People with autism may often appear unaware, aloof or trapped in their own worlds. Teaching them to be present and aware of themselves and their surroundings can be challenging because, for so many of our kiddos on the spectrum, this can be very overwhelming.  Oftentimes, those with autism require additional cues to attend to something.  Whereas we may easily notice our frustration building, people with autism may not sense their own bodily responses until it’s too late. Here are some tips for improving mindfulness:

1. Create a calm zone: This can be an entire room, or even just a small section in the corner of a room. Maybe it’s even a neat closet space underneath the stairwell. However big or small, make a space that’s sole purpose is to be a safe, quiet area where your son can go. Make it simple yet inviting; nothing too bright or busy. Include items that involve his senses such as a soft blanket or pillow.

2. Schedule body checks: set a routine to prompt your child to regularly check in on himself. This may help with avoiding a meltdown by catching the signs of stress early on. For example: before he leaves for school, or when his toy breaks, have your child stop and think about his body. Depending on the age and ability level of your child you can ask him the questions, have a visual, or just work his way down the body. This is referred to as a body scan. “How does your head feel?” “How does your chest feel?” “What’s happening in your tummy?” “How are your legs?” By checking in on himself, part by part, he will be in tune with his body and how he’s feeling.

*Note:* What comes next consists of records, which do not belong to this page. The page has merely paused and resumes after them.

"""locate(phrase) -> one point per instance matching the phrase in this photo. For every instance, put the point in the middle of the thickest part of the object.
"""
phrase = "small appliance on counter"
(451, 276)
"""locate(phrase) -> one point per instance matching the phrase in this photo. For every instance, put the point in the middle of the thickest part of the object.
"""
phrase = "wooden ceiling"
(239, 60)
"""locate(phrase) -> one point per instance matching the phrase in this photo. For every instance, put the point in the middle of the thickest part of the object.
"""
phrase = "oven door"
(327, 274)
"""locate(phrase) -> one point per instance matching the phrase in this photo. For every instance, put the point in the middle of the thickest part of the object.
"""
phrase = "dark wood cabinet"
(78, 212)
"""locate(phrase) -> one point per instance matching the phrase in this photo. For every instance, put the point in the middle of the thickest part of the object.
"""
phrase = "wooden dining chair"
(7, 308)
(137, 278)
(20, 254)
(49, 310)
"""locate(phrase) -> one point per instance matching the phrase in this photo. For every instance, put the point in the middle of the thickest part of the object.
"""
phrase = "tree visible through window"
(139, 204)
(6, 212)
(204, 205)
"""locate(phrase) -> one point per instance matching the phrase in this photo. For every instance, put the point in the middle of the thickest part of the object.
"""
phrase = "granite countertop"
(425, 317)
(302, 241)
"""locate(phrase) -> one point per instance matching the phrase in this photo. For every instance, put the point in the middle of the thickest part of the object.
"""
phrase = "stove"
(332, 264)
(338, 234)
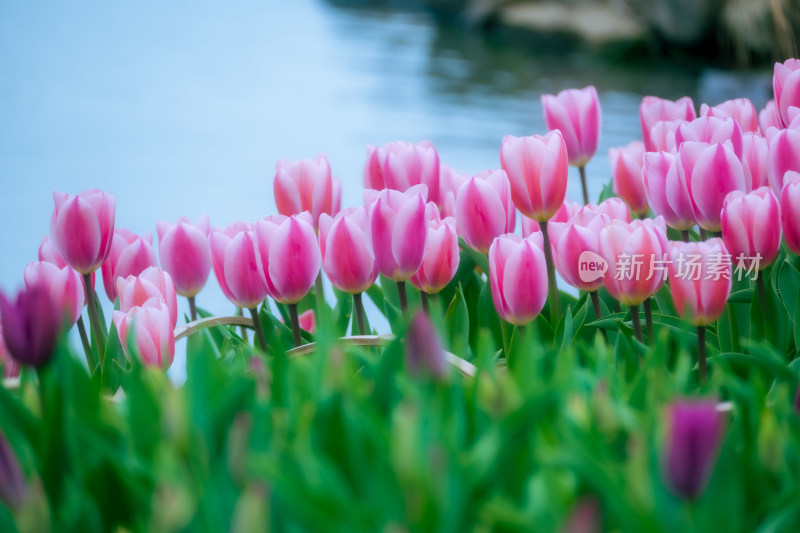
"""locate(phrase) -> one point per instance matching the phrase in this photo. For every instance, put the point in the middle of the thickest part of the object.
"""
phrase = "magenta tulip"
(31, 325)
(82, 228)
(237, 265)
(700, 279)
(786, 86)
(694, 436)
(574, 239)
(537, 169)
(635, 253)
(741, 110)
(484, 209)
(440, 259)
(183, 248)
(653, 109)
(400, 165)
(290, 256)
(65, 286)
(576, 114)
(710, 173)
(306, 185)
(751, 227)
(134, 291)
(153, 336)
(790, 211)
(626, 170)
(398, 230)
(711, 130)
(518, 277)
(130, 255)
(784, 155)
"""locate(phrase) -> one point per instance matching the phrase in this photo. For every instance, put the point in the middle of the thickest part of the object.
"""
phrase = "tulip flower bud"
(185, 255)
(31, 325)
(700, 279)
(653, 110)
(82, 228)
(537, 169)
(695, 434)
(306, 185)
(130, 254)
(576, 114)
(751, 227)
(424, 353)
(518, 277)
(484, 209)
(626, 170)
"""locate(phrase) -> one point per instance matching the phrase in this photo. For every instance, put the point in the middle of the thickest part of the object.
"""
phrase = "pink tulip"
(82, 228)
(768, 118)
(572, 239)
(134, 291)
(537, 170)
(183, 248)
(576, 114)
(440, 260)
(237, 265)
(710, 173)
(741, 110)
(65, 286)
(784, 155)
(635, 253)
(153, 339)
(290, 257)
(666, 190)
(751, 227)
(755, 159)
(354, 271)
(786, 86)
(700, 291)
(662, 135)
(398, 230)
(653, 109)
(518, 277)
(790, 211)
(626, 170)
(711, 130)
(130, 255)
(484, 209)
(306, 185)
(400, 165)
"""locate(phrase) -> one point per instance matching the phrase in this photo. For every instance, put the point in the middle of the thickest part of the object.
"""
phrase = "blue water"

3. Perform breathing exercises: find a CD, MP3, or even a YouTube of a guided breathing activity. Do this with your child so you can model it for him if he needs a reminder sometimes when the audio clip isn’t available. Have him focus on breathing in and out, slowly. You can even modify your language to things like “fill up your tummy with air,” “big breath in, hold a bubble!”, “let the air bubble out nice and slow so it doesn’t fly away” Make it fun but calming.

4. Post an emotions chart: by having a visual available your son can check the chart and let you know which one he’s feeling. This also serves as a reminder to check in on how he feels each time he sees the chart. Again, depending on his age and ability you can choose a simple chart with the 4 basic emotions (happy, sad, mad, scared) or you can do a more complex one that includes emotions like nervous, frustrated, exhausted, etc.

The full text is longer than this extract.